Loading

The Woman Behind the Black Sunglasses: Joan Didion Revealed

The Woman Behind the Black Sunglasses: Joan Didion Revealed

Monday, March 15, 2021

Joan Didion famously said in The White Album, “A place belongs forever to whoever claims it hardest, remembers it most obsessively, wrenches it from itself, shapes it, renders it, loves it so radically that he remakes it in his own image.” She and her writing are both inextricably linked to California, so it is fitting that with the release of her newly collected essays, Let Me Tell You What I Mean, we celebrate her life and her work in our discussion, The Woman Behind the Black Sunglasses: Joan Didion Revealed.

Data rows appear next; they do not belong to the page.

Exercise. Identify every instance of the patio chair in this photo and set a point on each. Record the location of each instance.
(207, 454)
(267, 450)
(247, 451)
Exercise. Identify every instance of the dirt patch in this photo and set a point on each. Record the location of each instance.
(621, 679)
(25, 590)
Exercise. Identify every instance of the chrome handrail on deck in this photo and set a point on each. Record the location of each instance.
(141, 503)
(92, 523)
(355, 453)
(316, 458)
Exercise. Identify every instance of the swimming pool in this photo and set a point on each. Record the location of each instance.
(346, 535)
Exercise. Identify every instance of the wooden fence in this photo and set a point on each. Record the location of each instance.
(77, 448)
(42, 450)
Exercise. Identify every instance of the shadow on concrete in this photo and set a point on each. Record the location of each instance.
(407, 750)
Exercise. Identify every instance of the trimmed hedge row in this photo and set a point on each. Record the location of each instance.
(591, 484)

Please join us for a celebration and exploration of Joan Didion and her work, led by David Ulin. David most recently edited the Library of America’s Didion: The 1960’s and 70’s and launched a new literary journal, Air/Light, which highlights work representative of Southern California.

EVENT INFORMATION

WHEN:
Monday, March 15

10:30 a.m. – 12 noon PDT

WHERE:
The safety and comfort of your home.

REGISTRATION:
$40. NO REFUNDS.

ABOUT THE AUTHOR

Joan Didion (b.1934) is one of the most distinct American literary voices of the last half century. She is the author of five novels and nine books of nonfiction, including Slouching Towards Bethlehem, The White Album, Play It As It Lays, and mostly recently the New York Times best sellers The Year of Magical Thinking, Blue Nights, and South and West. She is the recipient of numerous awards, including the National Book Award for Nonfiction and the National Book Foundations’ Medal for Distinguished Contribution to American Letters.

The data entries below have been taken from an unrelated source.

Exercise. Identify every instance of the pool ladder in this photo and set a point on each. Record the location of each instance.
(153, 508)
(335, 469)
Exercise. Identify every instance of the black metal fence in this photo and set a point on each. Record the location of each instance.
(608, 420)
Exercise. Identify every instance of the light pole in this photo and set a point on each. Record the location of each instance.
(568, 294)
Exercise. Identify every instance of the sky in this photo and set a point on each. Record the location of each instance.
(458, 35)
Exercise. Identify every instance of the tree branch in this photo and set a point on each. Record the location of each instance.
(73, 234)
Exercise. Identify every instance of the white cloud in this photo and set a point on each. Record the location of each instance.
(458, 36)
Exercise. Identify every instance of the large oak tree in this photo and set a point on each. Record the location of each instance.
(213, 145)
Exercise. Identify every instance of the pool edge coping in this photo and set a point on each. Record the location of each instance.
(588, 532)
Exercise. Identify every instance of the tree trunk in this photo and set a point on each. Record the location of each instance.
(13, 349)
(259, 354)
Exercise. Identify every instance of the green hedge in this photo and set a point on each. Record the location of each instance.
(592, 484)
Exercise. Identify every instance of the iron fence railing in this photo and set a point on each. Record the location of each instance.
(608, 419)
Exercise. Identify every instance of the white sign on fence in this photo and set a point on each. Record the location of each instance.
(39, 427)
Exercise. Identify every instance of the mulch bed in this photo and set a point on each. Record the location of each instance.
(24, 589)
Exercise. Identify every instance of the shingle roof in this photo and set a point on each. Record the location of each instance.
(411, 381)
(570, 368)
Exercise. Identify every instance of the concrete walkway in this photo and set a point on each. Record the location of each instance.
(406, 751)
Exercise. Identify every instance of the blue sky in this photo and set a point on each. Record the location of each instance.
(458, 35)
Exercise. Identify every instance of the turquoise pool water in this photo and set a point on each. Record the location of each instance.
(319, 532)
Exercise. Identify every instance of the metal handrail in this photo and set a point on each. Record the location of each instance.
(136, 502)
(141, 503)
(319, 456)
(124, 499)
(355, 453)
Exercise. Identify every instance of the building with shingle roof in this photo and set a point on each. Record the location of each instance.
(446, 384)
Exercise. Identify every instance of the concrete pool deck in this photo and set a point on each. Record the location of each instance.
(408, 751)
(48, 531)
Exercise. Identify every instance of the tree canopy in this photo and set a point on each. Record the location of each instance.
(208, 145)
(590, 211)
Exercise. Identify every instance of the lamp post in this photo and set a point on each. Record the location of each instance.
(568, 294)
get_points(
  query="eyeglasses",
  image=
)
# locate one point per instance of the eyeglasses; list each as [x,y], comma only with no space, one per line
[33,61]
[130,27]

These books are reading suggestions. There is no reading required prior to this event.

ABOUT DAVID ULIN

David L. Ulin is the author or editor of more than a dozen books, including Sidewalking: Coming to Terms with Los Angeles, shortlisted for the PEN/Diamonstein-Spielvogel Award for the Art of the Essay, and Writing Los Angeles: A Literary Anthology, which won a California Book Award. The former book editor and book critic of The Los Angeles Times, he has written for The Atlantic Monthly, Harper’s, Virginia Quarterly Review, The Paris Review, and The New York Times. He has received fellowships from the Guggenheim Foundation and the Lannan Foundation, and teaches at the University of Southern California, where he edits the literary journal Air/Light. Most recently, he has edited Didion: The 1960s and 70s and Didion: The 1980s and 90s for the Library of America.